# new hunting contest comments thread



## CamoRoss (May 4, 2010)

ttt


----------



## N7709K (Dec 17, 2008)

no offense, but dude, why did you bump this? its new as of today and is at the top


----------



## outdoorsman3 (Nov 15, 2010)

N7709K said:


> no offense, but dude, why did you bump this? its new as of today and is at the top


ditto.


----------



## arhoythunter (Aug 3, 2010)

Shouldnt ***** be considered peadators seems I mean they like get into turkey nests and what not


----------



## outdoorsman3 (Nov 15, 2010)

arhoythunter said:


> Shouldnt ***** be considered peadators seems I mean they like get into turkey nests and what not


i think we are going with no back yard animals.


----------



## outdoorkid1 (Nov 20, 2010)

Badgers are considered predators arn't they. Along with coyote and fox.


----------



## outdoorsman3 (Nov 15, 2010)

yotes and foxes with count, I think foxes have season tho, dont they? and I am not sure bout badgers


----------



## outdoorkid1 (Nov 20, 2010)

Foxes have seasons. I think it goes along with trapping season for them, In nebraska Coyotes, Fox, and badger are considered predators, and there might be a few other predators in other states. I think predators like mountain lions or something should be worth more points because they would be harder to hunt than a coyote.


----------



## need-a-bow (Aug 10, 2010)

Why no birds or rabbits?


----------



## outdoorkid1 (Nov 20, 2010)

need-a-bow said:


> Why no birds or rabbits?


Because people were shooting them illegally and out of season and then just throwing them away. The only reason people were killing them was so they could get points on the last contest. Were done with that and on to big game hunting because you can't just go out in your back yard and kill them just for points. You actually have to go out and hunt them.


----------



## outdoorsman3 (Nov 15, 2010)

because people like Bowhunter 11, that can shoot like 10 birds a day doesnt blow out this contest like he did last one (no offence, but you destroyed the competition lol)( I am not saying you ruined the contest, just saying you killed a lot of birds)


----------



## arhoythunter (Aug 3, 2010)

outdoorsman3 said:


> i think we are going with no back yard animals.

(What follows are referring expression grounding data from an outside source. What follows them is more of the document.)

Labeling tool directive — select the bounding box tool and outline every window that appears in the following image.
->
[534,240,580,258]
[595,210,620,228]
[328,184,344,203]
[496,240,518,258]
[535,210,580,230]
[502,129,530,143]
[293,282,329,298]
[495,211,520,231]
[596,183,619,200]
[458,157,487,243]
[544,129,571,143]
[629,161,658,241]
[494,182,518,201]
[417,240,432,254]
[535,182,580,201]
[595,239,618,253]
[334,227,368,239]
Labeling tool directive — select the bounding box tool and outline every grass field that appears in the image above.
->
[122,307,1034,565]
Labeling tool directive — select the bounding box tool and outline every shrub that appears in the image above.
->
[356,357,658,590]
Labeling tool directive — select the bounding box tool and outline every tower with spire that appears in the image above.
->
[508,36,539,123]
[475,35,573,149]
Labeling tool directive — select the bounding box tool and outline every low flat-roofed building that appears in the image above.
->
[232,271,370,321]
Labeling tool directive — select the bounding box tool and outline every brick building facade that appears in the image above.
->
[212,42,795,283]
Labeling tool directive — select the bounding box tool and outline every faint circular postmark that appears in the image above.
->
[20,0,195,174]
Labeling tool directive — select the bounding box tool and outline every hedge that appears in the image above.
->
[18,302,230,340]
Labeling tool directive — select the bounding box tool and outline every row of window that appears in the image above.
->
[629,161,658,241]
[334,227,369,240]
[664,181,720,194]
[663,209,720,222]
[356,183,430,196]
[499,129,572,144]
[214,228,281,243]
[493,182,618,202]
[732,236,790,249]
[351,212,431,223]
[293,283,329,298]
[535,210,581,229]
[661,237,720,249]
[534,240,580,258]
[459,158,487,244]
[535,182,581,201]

Dang it!!! I guess that emlimnates the deer, coyotes, foxes, and hogs that come up by my house all the time!!


----------



## wolfeman (Dec 3, 2010)

he means birds, rabbits, crap like that!


----------



## outdoorsman3 (Nov 15, 2010)

arhoythunter said:


> Dang it!!! I guess that emlimnates the deer, coyotes, foxes, and hogs that come up by my house all the time!!

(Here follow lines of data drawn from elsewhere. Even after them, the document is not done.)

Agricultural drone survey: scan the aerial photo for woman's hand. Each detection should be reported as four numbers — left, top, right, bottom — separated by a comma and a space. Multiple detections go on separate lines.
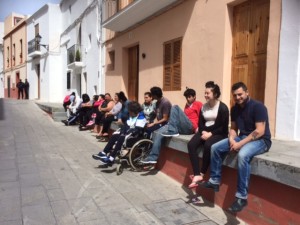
201, 131, 212, 140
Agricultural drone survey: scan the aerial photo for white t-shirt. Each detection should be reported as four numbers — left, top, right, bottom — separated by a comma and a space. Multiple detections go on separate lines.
202, 101, 220, 127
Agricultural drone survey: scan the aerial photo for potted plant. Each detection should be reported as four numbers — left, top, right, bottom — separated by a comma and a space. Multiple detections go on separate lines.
75, 49, 81, 61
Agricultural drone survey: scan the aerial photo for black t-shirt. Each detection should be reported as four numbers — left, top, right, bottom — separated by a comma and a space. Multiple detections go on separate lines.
231, 98, 272, 149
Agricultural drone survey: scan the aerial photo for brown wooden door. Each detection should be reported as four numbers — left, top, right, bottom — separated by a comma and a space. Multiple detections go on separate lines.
231, 0, 270, 103
128, 46, 139, 101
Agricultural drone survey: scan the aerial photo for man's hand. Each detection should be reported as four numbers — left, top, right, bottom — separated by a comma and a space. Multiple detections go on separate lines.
147, 122, 155, 128
230, 140, 242, 152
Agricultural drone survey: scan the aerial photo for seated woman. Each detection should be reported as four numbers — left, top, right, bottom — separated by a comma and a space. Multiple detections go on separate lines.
84, 94, 105, 129
92, 101, 147, 166
94, 93, 115, 138
97, 92, 124, 141
187, 81, 229, 188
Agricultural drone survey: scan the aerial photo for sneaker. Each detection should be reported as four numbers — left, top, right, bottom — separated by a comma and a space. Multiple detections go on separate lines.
100, 156, 114, 165
161, 130, 179, 137
140, 158, 157, 164
92, 152, 107, 160
200, 181, 220, 192
228, 198, 248, 213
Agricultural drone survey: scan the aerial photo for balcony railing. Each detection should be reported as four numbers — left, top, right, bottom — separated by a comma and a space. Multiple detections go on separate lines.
67, 44, 82, 65
103, 0, 135, 22
28, 38, 40, 54
102, 0, 181, 32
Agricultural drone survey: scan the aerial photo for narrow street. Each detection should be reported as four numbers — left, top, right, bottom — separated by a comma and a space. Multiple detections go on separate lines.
0, 99, 244, 225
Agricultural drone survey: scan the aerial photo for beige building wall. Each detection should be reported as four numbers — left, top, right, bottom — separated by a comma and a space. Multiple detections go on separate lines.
3, 13, 27, 98
104, 0, 281, 135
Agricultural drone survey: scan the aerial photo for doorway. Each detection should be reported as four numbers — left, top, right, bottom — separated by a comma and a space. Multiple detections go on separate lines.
128, 45, 139, 101
231, 0, 270, 103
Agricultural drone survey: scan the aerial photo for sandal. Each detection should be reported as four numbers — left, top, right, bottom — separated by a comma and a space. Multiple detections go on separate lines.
188, 175, 204, 189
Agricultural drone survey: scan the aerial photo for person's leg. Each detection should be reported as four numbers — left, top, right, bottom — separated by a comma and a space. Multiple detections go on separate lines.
109, 134, 126, 158
200, 135, 226, 175
236, 137, 268, 199
187, 132, 202, 175
142, 125, 167, 163
208, 138, 231, 185
102, 133, 119, 154
102, 115, 115, 135
166, 105, 193, 135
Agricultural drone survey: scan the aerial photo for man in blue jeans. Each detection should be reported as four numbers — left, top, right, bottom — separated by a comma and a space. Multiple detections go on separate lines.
201, 82, 271, 213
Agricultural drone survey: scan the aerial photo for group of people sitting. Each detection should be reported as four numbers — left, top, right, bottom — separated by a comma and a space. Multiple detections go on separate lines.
62, 81, 272, 213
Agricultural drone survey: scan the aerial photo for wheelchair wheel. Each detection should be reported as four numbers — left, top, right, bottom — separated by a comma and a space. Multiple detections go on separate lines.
129, 139, 153, 171
116, 164, 124, 175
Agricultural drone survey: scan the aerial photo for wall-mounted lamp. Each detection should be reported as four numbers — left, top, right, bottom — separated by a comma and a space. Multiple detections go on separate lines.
142, 53, 146, 59
35, 33, 49, 51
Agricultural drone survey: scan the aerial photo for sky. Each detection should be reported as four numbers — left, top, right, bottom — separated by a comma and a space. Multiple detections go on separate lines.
0, 0, 61, 22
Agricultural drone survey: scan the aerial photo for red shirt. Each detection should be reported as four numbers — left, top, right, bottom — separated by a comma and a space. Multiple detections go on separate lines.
184, 101, 202, 132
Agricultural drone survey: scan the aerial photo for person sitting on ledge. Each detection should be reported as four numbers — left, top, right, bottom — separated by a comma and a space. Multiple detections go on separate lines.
141, 88, 202, 164
187, 81, 229, 189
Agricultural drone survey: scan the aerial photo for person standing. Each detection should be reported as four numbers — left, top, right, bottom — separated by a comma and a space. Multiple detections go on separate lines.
201, 82, 271, 213
24, 79, 30, 99
187, 81, 229, 188
16, 79, 24, 99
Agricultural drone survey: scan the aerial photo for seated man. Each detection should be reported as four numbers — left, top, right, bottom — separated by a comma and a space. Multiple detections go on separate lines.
92, 101, 147, 166
141, 88, 202, 164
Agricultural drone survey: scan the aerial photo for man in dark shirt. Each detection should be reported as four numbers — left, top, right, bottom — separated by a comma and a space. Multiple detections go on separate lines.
141, 86, 172, 164
16, 79, 24, 99
201, 82, 271, 213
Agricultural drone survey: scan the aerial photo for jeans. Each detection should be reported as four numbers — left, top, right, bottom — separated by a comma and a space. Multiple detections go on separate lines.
168, 105, 193, 134
209, 135, 269, 199
146, 125, 168, 161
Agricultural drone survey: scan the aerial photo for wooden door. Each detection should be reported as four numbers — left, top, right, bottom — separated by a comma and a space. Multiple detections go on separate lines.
128, 46, 139, 101
231, 0, 270, 103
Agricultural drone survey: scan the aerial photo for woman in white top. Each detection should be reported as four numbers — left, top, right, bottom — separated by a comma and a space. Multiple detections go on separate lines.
187, 81, 229, 188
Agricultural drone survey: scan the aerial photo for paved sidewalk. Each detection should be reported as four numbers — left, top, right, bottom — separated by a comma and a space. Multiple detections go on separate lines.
0, 99, 247, 225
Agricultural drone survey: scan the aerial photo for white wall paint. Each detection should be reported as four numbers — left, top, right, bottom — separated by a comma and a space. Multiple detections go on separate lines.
276, 0, 300, 140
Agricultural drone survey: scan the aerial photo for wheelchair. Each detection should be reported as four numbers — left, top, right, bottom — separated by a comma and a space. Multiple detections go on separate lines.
114, 132, 153, 175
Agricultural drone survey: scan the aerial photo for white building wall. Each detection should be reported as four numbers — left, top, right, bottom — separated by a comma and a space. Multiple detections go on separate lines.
60, 0, 101, 99
27, 4, 62, 102
276, 0, 300, 140
0, 22, 4, 98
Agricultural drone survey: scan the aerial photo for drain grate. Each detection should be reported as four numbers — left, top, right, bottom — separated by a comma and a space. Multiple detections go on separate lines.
145, 198, 218, 225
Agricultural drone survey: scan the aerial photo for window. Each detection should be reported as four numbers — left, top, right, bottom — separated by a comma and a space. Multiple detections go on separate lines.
107, 50, 115, 71
13, 44, 15, 65
20, 39, 23, 62
67, 72, 71, 89
14, 17, 22, 25
7, 46, 9, 67
163, 37, 182, 91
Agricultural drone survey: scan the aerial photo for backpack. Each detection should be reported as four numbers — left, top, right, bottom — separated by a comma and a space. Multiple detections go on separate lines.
63, 95, 71, 103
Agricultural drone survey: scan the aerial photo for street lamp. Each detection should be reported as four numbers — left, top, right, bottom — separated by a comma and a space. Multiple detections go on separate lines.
35, 34, 49, 51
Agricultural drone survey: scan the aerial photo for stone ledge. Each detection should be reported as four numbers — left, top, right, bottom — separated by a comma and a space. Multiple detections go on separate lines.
164, 134, 300, 190
113, 122, 300, 189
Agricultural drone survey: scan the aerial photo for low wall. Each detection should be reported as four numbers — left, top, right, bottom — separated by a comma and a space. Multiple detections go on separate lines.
157, 135, 300, 225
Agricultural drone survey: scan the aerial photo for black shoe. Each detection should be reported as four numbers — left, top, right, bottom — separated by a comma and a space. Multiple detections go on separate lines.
61, 120, 67, 124
63, 121, 69, 126
200, 181, 220, 192
228, 198, 248, 213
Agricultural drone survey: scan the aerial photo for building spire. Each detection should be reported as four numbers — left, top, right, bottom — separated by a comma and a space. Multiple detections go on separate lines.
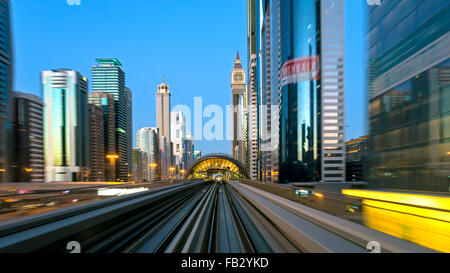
234, 51, 243, 69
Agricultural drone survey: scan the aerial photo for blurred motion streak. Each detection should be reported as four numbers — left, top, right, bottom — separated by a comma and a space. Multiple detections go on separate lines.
343, 190, 450, 252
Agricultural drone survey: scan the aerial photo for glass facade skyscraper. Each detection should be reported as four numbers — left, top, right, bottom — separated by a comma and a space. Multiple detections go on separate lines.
266, 0, 345, 183
0, 0, 12, 182
92, 59, 130, 181
368, 0, 450, 192
42, 70, 89, 182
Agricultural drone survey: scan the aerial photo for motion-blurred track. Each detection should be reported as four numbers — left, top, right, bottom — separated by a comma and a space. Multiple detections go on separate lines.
0, 181, 434, 253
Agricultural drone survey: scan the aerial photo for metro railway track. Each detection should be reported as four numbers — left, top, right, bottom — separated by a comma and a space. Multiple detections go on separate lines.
6, 182, 299, 253
78, 183, 298, 253
0, 181, 433, 253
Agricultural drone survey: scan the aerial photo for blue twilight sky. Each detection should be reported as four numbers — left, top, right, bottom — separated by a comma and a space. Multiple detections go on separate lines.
11, 0, 367, 156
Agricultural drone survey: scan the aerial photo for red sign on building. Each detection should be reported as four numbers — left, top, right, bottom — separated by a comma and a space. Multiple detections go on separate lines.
281, 56, 320, 86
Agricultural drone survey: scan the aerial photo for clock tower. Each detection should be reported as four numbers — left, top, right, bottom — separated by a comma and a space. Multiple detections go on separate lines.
231, 52, 246, 163
231, 52, 246, 90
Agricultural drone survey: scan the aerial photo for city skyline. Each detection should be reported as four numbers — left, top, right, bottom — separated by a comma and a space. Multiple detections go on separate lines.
11, 0, 367, 155
0, 0, 447, 256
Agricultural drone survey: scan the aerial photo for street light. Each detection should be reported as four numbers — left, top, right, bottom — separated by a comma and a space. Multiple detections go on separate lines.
106, 154, 119, 182
169, 167, 175, 182
149, 163, 157, 181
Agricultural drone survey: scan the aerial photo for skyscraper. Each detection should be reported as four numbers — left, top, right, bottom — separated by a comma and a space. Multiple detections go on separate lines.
231, 53, 246, 165
156, 79, 172, 178
255, 0, 346, 183
260, 2, 272, 182
42, 70, 89, 182
156, 79, 171, 140
126, 88, 133, 180
171, 111, 186, 173
92, 59, 130, 181
88, 103, 105, 182
136, 127, 159, 181
12, 92, 44, 183
88, 92, 116, 181
368, 0, 450, 192
0, 0, 12, 182
319, 0, 346, 182
247, 0, 258, 180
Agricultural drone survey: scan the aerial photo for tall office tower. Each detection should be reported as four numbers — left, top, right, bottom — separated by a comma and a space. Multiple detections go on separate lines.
88, 104, 105, 182
267, 0, 346, 183
260, 3, 272, 182
92, 58, 129, 181
156, 79, 172, 177
156, 79, 171, 140
242, 86, 249, 170
171, 111, 186, 172
319, 0, 346, 182
0, 0, 12, 182
368, 1, 450, 192
159, 136, 171, 180
42, 70, 90, 182
11, 92, 44, 183
231, 53, 247, 165
88, 92, 115, 181
247, 0, 258, 180
270, 0, 281, 183
126, 88, 133, 180
136, 127, 159, 181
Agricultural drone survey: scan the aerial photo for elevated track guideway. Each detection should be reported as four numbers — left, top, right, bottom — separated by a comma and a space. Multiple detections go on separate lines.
0, 181, 434, 253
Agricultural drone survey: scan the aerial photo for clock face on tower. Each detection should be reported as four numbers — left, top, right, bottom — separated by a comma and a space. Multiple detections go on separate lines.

yeah AR. for normal backyards like mine.. :wink:


----------



## Ignition kid (Oct 7, 2008)

hogs should be the same score as deer are since they are actually hard to hunt w/ a bow since they have a good nose.
I think people can kill anything other than birds (not including turkeys) and maybe squirrels all depeding if they are messing something up.


----------



## Ignition kid (Oct 7, 2008)

sorry, didnt see that hogs wre the same as deer as far as points, jusy thought it would be more than 3 points.


----------



## outdoorsman3 (Nov 15, 2010)

I like the idea of no rabbits and squirrels. maybe we could do like 1 squirrel and 1 rabbit a week...? but the MUST be in season.


----------



## outdoorsman3 (Nov 15, 2010)

and only 1 point per squirrel or rabbit.


----------



## arhoythunter (Aug 3, 2010)

Or 5 for the whole tourney


----------



## outdoorkid1 (Nov 20, 2010)

or just no small game at all


----------



## outdoorsman3 (Nov 15, 2010)

I just put that suggestion up for people who dont do a lot of hunting, or do not have much success so they can at lease help out there team.


----------



## need-a-bow (Aug 10, 2010)

I like that idea. Im not sure if Ill be able to hunt deer or javelina this year(couldnt do it last year either) so the only animals I can hunt currently are coyotes(I can hunt them year round)


----------



## g5hoytbowhunter (Aug 17, 2010)

outdoorkid1 said:


> or just no small game at all


x2 :thumbs_up


----------



## bow hunter11 (Dec 7, 2010)

g5hoytbowhunter said:


> x2 :thumbs_up


X3:thumbs_up


----------



## g5hoytbowhunter (Aug 17, 2010)

i think we will stick to no small game at all, it doesnt take much actual hunting skill, sure u have to be able to hit them, but all you have to do is walk around and shoot at as 

many as you can find, and to me, thats not hunting. As far as the hogs thing goes, they are worth 3 points because i know of guys that can get 5 or 6 hogs a day and if we 

make hogs worth 15 points, those people will have an unfair advantage over people that dont have hogs in their hunting areas. Also no backyard animals....these include 

squirrels, rabbits, raccoons, opposums, badger, etc. I know some of you will argue the badgers thing but its not worth it to argue because they would be only worth 1/2 a 

point anyways. I am trying to stick to animals that offer a challenge, and if kids get good at hunting these animals, it will make the next generation of adult hunters a whole 

lot better and a whole lot more successful :wink: ,

Kyle


----------



## g5hoytbowhunter (Aug 17, 2010)

******IMPORTANT******

If you are thinking about signing up but dont want to because you think this contest will turn out like the others, dont worry about it. If there are any problems with people starting something that could cause this contest to fail, they will automatically be taken out of the contest, no questions asked. Also if you join and are having a problem with too much bickering or arguing, PM me and either me or outdoorsman3 will investigate this and the people will be punished. If we find that you were telling the truth, the person you report will be taken out of the contest and/or their team will receive a point reduction. I have changed lots of rules already to keep this a fun and exciting contest for everyone involved. So please, get involved in this. The point of this contest isnt necessarily to see who is the best hunter, but it is to help those who struggle with hunting to get better and better. The competition will push these kids having trouble to get out in the woods more often and do more hunting. *WE* are the next generation of hunters, so lets make it the best generation ever!!!


----------